Gründe für ein Übe-Tagebuch

In diesem Blog-Artikel stelle ich dir wissenschaftliche Erkentnisse vor, auf die sich die Entwicklung des Übe-Tagebuchs stützt. Falls du also mehr über die Hintergründe erfahren möchtest, lies dir gerne diesen Beitrag durch. Zum kostenlosen Download gelangst du hier.

Zielgerichtetes Üben

Die Kenntnisse und der Leistungsstand am Instrument hängen nicht nur mit dem Üben zusammen, auch Aspekte wie Genetik, Umwelt, Persönlichkeit und Passion/Motivation spielen eine Rolle. Dennoch können rund 30% des Leistungsstandes auf zielgerichtetes Üben (deliberate practice) und die damit verbrachten Stunden zurückgeführt werden1,2,3. Üben spielt also eine zentrale Rolle, wenn es darum geht, Fortschritte am Instrument zu erzielen.

Bei einem Auftritt spielt man Stücke durch. Unsicheren oder schwierigen Stellen begegnet man nur einmal. Daher ist es wichtig, sich Gedanken über noch vorhandene Schwachstellen zu machen und an diesen gezielt und strukturiert zu arbeiten, um sich zu verbessern5.

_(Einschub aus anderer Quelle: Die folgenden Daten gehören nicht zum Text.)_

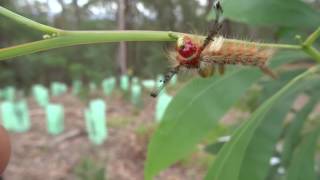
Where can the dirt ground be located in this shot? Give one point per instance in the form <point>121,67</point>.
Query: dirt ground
<point>37,155</point>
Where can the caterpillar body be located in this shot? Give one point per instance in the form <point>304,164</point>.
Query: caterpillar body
<point>204,55</point>
<point>217,54</point>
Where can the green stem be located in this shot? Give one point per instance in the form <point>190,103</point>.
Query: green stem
<point>71,38</point>
<point>61,38</point>
<point>313,52</point>
<point>312,38</point>
<point>28,22</point>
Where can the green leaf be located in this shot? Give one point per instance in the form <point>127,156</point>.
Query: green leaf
<point>292,135</point>
<point>302,165</point>
<point>192,114</point>
<point>229,162</point>
<point>288,13</point>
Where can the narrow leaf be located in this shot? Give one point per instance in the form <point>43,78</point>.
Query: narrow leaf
<point>192,114</point>
<point>302,165</point>
<point>230,159</point>
<point>293,133</point>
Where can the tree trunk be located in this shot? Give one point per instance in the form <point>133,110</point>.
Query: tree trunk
<point>122,49</point>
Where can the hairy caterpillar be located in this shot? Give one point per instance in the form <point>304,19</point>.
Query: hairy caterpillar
<point>204,55</point>
<point>217,54</point>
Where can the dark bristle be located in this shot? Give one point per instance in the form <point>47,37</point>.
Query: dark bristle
<point>153,94</point>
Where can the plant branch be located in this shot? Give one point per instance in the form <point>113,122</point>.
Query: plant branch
<point>30,23</point>
<point>56,38</point>
<point>312,38</point>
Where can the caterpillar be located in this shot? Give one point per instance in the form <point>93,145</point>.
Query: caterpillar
<point>218,53</point>
<point>204,55</point>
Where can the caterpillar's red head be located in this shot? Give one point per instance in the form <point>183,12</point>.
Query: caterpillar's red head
<point>188,50</point>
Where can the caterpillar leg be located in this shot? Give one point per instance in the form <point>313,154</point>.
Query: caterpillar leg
<point>206,69</point>
<point>222,69</point>
<point>268,71</point>
<point>165,81</point>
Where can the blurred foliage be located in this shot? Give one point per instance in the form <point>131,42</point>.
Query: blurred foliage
<point>88,169</point>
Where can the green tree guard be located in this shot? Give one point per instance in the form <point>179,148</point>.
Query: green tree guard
<point>76,87</point>
<point>135,93</point>
<point>23,118</point>
<point>92,87</point>
<point>124,82</point>
<point>149,84</point>
<point>58,88</point>
<point>108,85</point>
<point>55,119</point>
<point>41,95</point>
<point>174,80</point>
<point>9,93</point>
<point>15,116</point>
<point>8,115</point>
<point>162,103</point>
<point>95,118</point>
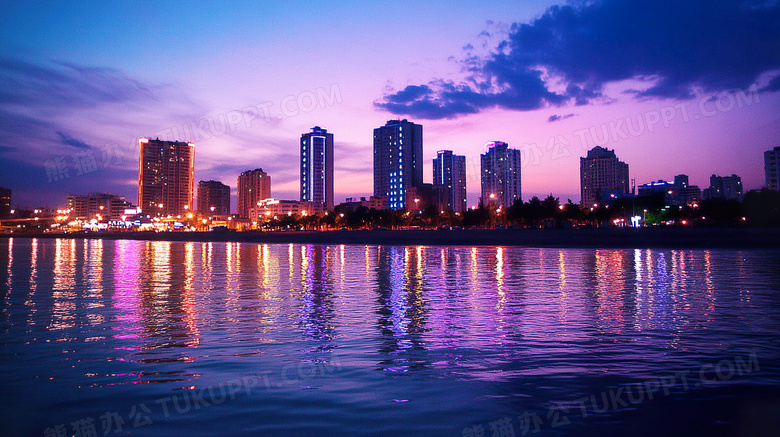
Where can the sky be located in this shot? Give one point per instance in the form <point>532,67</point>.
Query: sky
<point>673,87</point>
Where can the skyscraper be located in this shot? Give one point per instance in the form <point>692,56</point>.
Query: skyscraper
<point>253,186</point>
<point>449,179</point>
<point>501,185</point>
<point>106,205</point>
<point>398,148</point>
<point>602,172</point>
<point>166,177</point>
<point>317,168</point>
<point>772,168</point>
<point>5,202</point>
<point>213,194</point>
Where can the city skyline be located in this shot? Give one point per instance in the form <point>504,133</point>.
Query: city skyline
<point>661,114</point>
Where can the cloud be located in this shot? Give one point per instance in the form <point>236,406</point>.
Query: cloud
<point>73,142</point>
<point>556,117</point>
<point>54,110</point>
<point>570,53</point>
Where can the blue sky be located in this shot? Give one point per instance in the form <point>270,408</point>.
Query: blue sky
<point>81,79</point>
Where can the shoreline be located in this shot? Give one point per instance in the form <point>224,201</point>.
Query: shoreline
<point>643,238</point>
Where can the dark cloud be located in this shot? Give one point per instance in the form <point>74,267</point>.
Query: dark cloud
<point>556,117</point>
<point>73,142</point>
<point>62,85</point>
<point>674,48</point>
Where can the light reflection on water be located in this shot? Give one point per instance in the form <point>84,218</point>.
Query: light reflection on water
<point>430,339</point>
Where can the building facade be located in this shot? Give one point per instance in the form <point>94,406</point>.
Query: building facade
<point>449,179</point>
<point>317,168</point>
<point>213,198</point>
<point>772,168</point>
<point>724,187</point>
<point>500,175</point>
<point>267,209</point>
<point>100,206</point>
<point>398,149</point>
<point>253,186</point>
<point>5,202</point>
<point>602,172</point>
<point>166,177</point>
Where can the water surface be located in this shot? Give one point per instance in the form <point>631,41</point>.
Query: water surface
<point>160,338</point>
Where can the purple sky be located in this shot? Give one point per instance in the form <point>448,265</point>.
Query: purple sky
<point>676,88</point>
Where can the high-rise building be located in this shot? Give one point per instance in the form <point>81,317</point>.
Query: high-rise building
<point>213,198</point>
<point>449,179</point>
<point>317,168</point>
<point>772,168</point>
<point>500,167</point>
<point>166,177</point>
<point>602,172</point>
<point>253,186</point>
<point>724,187</point>
<point>398,148</point>
<point>105,206</point>
<point>5,202</point>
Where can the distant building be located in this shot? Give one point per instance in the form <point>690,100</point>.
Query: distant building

Wenn die Stücke und Konzepte komplexer werden, reicht es nicht aus, einfach nur mehr oder länger zu spielen, um sich zu verbessern2. Eine sinnvolle Übe-Einheit zeichnet sich durch folgende Charakteristiken aus:

  • Zielorientierung
  • gerichtete Aufmerksamkeit (Fähigkeit, die Aufmerksamkeit auf eine
    bestimmte Sache/einen bestimmten Aspekt zu fokussieren)
  • selbst-regulatorische Fähigkeiten (das eigene Verhalten wird in
    Hinblick auf selbst gesetzte Ziele selbst gesteuert und angepasst)
  • zielgerichtete Übe-Strategien (verschiedene Strategie, die zur
    Erreichung des selbst gesetzten Zieles angewandt werden)
    Wenn diese Charakteristiken nicht vorhanden sind, hat die Übe-Zeit
    keinen Zusammenhang mit dem musikalischen Erfolg und es sind keine
    Verbesserungen beobachtbar2

Wenn diese Charakteristiken nicht vorhanden sind, hat die Übe-Zeit keinen Zusammenhang mit dem musikalischen Erfolg und es sind keine Verbesserungen beobachtbar2.

Übe ich ziel- und orientierungslos, macht es demnach kaum einen Unterschied, ob ich 30 Minuten oder 2 Stunden übe. 1 Stunde zielgerichtetes Üben ist also mit viel größeren Fortschritten verbunden, als 3 Stunden zielloses Üben.

Ziele

Ziele helfen dabei, die Aufmerksamkeit auf bestimmte Aspekte zu legen. Darüber hinaus zeigen Studien, dass Feedback in Bezug auf das Erreichen der Ziele die Motivation verstärken kann6.
Die in diesem Übe-Tagebuch verwendete Methode zur Zielsetzung geht insbesondere auf die SMART Methode von Peter Drucker zurück7. Etwas später im Heft wird diese Methode näher vorgestellt und es werden einige Beispiele angeführt, an denen man sich orientieren kann, um die Ziele selber zu formulieren.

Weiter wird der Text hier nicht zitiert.